Aber nicht nur im häuslichen Umfeld lauert die Gefahr durch Überspannungen. Gerade Unternehmen, die in hohem Maße auf eine einwandfrei funktionierende Technik angewiesen sind, tragen ein enormes Risiko. Leistungsfähige Informationssysteme bilden das Rückgrat unserer modernen Industriegesellschaft. Die Konsequenzen bei einem Ausfall dieser Systeme sind weitreichend. Im schlimmsten Fall können sie zum Konkurs eines Industrie- oder Dienstleistungsunternehmens führen.
Die Störungsursachen in Informationssystemen können vielfältig sein. Die Zahlen der Elektronikversicherer sind Besorgnis erregend: Mehr als 30% aller Schadensfälle werden durch Überspannungen infolge elektromagnetischer Beeinflussungen verursacht.
Der heutige Stand der Technik ermöglicht den Aufbau eines wirksamen Schutzsystems für Anlagen und Systeme gegen die Auswirkungen von Blitzentladungen und Überspannungen unterschiedlichen Ursprungs.

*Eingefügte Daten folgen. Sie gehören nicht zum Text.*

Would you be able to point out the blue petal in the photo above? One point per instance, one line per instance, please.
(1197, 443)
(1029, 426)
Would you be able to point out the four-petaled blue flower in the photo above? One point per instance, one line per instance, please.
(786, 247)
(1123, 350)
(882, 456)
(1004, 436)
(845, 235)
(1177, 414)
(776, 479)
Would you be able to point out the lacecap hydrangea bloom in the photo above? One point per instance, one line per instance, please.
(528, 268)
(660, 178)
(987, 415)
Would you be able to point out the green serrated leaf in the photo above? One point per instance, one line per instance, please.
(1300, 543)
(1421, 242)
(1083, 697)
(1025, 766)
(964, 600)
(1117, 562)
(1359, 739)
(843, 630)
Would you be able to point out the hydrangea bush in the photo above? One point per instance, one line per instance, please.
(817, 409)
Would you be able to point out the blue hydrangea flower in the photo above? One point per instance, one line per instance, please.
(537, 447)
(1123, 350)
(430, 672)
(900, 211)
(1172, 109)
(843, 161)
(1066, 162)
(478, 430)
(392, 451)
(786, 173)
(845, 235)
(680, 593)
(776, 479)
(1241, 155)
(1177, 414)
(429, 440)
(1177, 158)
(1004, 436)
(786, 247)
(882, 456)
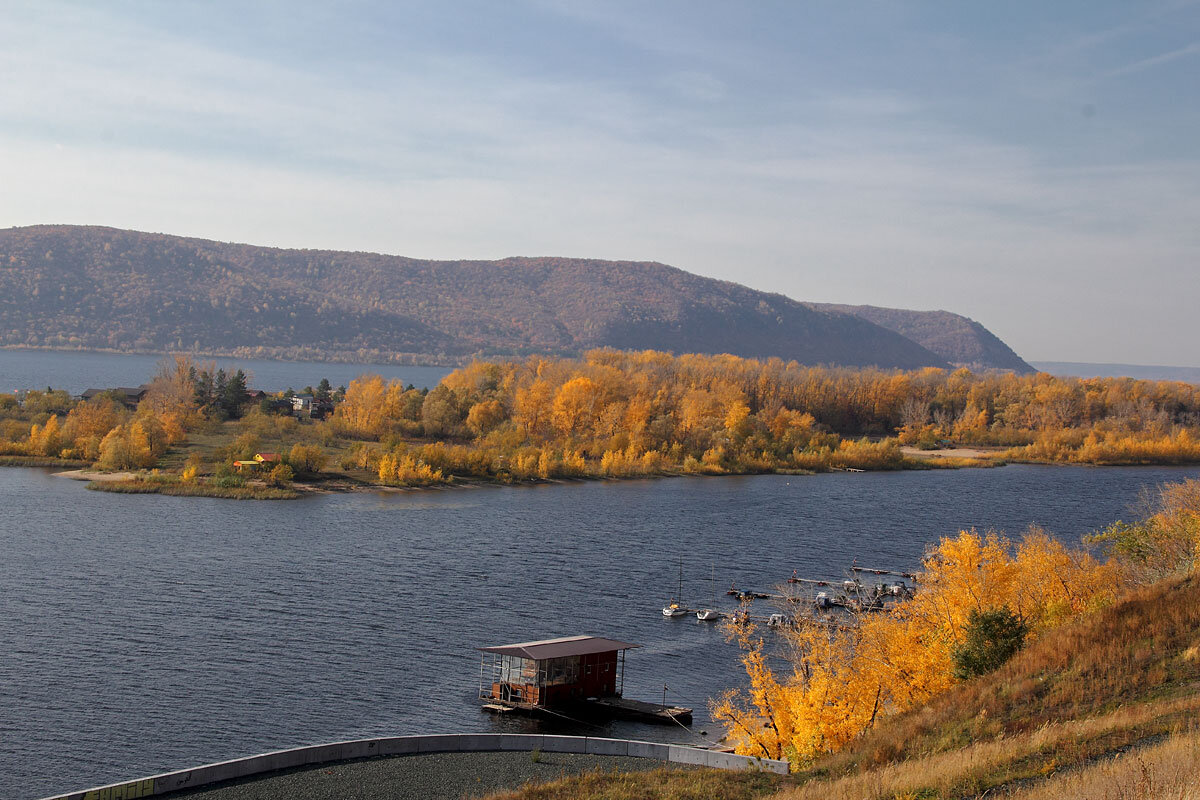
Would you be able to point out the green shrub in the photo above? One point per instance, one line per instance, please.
(991, 637)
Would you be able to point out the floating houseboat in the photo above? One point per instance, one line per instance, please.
(568, 677)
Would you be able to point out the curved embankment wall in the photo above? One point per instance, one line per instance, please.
(461, 743)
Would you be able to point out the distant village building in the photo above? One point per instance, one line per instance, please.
(257, 462)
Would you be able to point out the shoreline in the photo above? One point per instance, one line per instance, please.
(142, 482)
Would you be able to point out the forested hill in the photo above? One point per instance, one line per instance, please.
(957, 338)
(88, 287)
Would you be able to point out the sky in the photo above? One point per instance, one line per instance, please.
(1033, 166)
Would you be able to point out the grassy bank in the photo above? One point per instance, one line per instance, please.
(653, 785)
(197, 489)
(41, 461)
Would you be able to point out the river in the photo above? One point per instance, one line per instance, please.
(144, 632)
(78, 371)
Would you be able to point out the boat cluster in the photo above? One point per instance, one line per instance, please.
(851, 595)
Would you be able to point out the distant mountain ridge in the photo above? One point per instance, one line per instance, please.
(959, 340)
(89, 287)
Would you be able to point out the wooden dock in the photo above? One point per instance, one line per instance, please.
(630, 709)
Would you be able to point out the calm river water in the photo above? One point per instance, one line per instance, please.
(77, 372)
(144, 633)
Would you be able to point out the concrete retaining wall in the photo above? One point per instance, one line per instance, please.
(459, 743)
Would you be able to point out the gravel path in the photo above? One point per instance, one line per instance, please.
(433, 776)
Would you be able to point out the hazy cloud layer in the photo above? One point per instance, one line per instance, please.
(1036, 169)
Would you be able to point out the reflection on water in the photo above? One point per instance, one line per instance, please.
(143, 633)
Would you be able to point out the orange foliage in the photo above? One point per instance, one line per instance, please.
(841, 680)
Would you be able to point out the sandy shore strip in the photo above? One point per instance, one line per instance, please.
(952, 452)
(93, 475)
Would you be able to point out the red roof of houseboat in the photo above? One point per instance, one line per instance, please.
(569, 645)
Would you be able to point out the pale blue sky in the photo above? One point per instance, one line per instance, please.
(1033, 166)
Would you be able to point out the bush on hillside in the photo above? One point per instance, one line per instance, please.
(990, 638)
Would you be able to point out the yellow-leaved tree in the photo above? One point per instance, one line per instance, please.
(839, 679)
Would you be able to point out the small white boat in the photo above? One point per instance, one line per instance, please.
(673, 609)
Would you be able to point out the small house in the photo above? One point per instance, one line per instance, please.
(129, 396)
(301, 404)
(553, 672)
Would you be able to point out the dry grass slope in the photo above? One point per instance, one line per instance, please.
(654, 785)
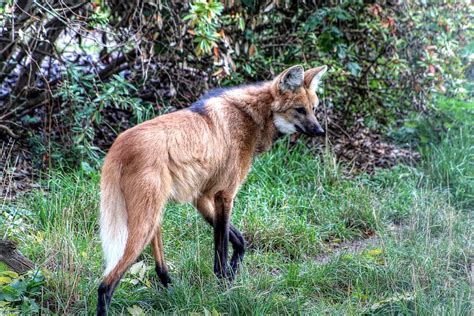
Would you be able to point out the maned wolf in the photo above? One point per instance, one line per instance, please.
(201, 154)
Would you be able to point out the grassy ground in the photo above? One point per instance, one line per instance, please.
(294, 207)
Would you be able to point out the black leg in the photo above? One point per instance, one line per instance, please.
(104, 296)
(221, 234)
(238, 244)
(221, 242)
(163, 275)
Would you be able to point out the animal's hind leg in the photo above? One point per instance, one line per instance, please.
(205, 206)
(135, 244)
(157, 248)
(144, 207)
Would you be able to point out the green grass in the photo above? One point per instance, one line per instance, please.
(293, 208)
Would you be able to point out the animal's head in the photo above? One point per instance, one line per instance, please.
(296, 100)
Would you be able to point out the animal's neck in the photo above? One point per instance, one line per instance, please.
(256, 102)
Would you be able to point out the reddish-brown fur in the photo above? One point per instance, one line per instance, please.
(190, 156)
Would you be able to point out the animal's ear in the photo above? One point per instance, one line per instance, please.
(291, 79)
(312, 77)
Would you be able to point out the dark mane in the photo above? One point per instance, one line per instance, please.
(199, 105)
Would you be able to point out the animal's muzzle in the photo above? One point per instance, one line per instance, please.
(312, 131)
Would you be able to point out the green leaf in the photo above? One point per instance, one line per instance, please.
(354, 69)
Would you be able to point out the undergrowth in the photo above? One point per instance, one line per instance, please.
(294, 206)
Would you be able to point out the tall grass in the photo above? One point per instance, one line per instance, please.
(294, 207)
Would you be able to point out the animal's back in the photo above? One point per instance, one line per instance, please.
(185, 147)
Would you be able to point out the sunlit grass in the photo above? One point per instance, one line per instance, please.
(293, 206)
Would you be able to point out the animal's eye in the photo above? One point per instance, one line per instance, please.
(301, 110)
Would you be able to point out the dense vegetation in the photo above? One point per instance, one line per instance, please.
(299, 214)
(321, 238)
(73, 74)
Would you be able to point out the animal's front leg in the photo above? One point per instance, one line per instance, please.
(223, 209)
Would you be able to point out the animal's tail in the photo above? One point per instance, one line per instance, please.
(113, 217)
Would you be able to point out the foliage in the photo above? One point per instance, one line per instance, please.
(204, 17)
(85, 101)
(20, 293)
(295, 209)
(386, 59)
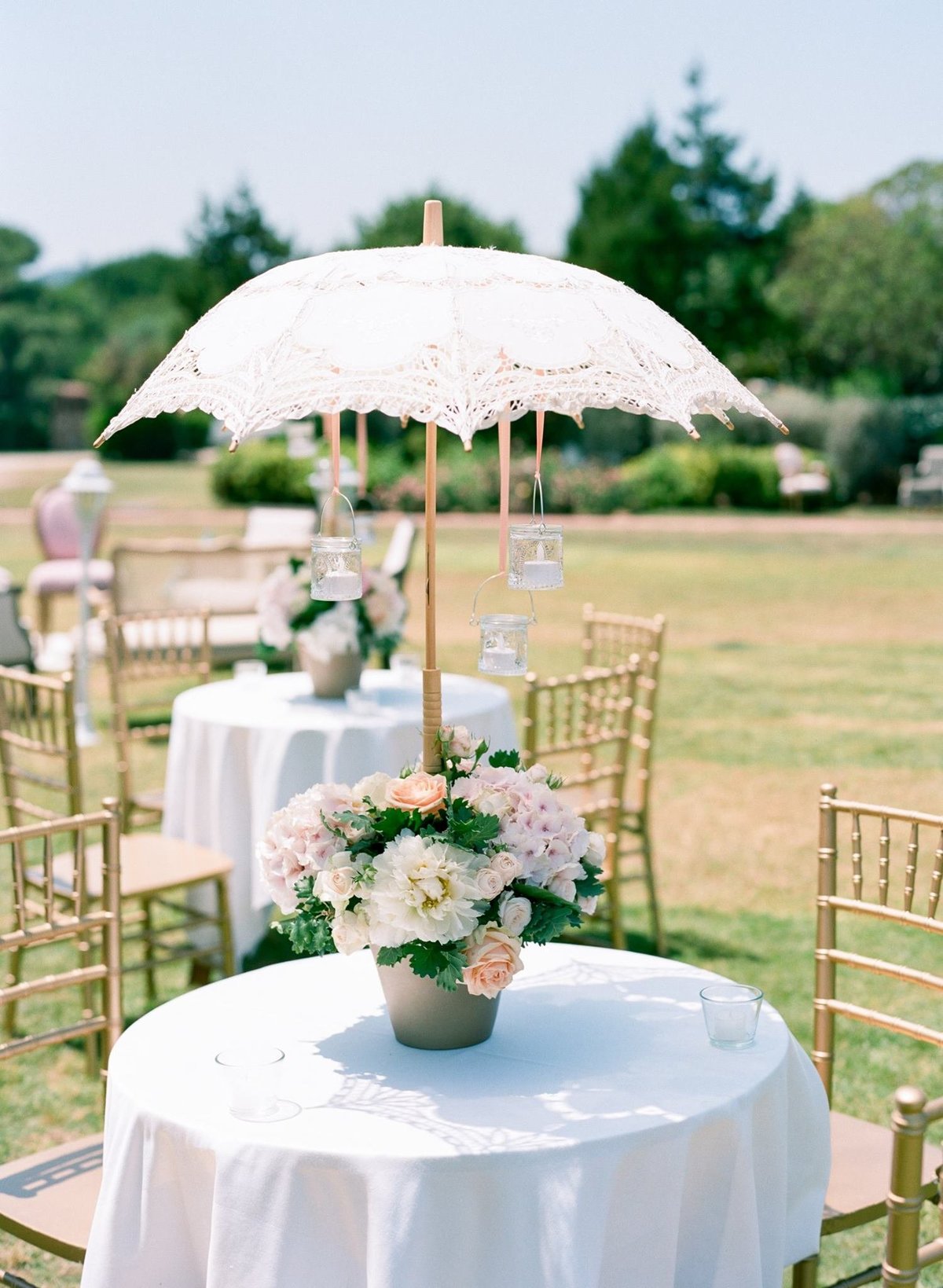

Blitzstrom-Ableiter und Überspannungs-Ableiter
Entsprechend ihrer Aufgabe werden Überspannungs-Schutzgeräte in Blitzstrom- und Überspannungs-Ableiter unterteilt. Um einen kompletten Schutz im Bereich Überspannung zu erzielen, muss sowohl die Stromversorgung als auch die Datenseite berücksichtigt werden.